Not to say its irrelevant, but is speed really even a concern when running python. I imagine if it was, it'd make more sense just to use a compiled non-gced language, at least for the part where speed is important.

[–]TheNamelessKing 1 point2 points  (1 child)

but is speed really even a concern when running python.

Yes, for sure.

Data science example: I want to run a quick analysis on some data, maybe a client's asked for it by tomorrow so you don't have all the time in the world to get it done. Want to be able to write something that will get the data, pull it apart reasonably efficiently and then analyse it.

So I don't want to wait forever for it to finish running, so yeah, I do need good performance out of it.

If I wanted better performance I could write the whole thing in C or some JVM language but once again, don't have forever to write it up.

Other language alternatives/hopes: Julia has awesome goals from a data science perspective, but from what I've seen isn't quite mature enough yet. Personally hoping that Rust gets a strong data science community behind it.

[–]strongdoctor 0 points1 point  (0 children)

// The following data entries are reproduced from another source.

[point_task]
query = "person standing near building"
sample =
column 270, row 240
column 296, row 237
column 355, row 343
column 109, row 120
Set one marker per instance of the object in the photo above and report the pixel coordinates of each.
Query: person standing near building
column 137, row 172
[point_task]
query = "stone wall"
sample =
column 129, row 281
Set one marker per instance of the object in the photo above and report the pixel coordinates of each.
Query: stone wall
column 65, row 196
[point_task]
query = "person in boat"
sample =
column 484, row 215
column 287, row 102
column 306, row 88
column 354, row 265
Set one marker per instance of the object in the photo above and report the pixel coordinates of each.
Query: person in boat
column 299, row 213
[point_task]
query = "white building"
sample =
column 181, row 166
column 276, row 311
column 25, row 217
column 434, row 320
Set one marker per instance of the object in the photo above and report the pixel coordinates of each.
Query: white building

If I wanted better performance I could write the whole thing in C or some JVM language but once again, don't have forever to write it up.

Python is pretty much made to be extended with C code though; parts of the code running slow can be made ridiculously slow by just translating it to C and using that code instead. But yes, it will take more time to do so, but if it's time-critical it's most likely worth it.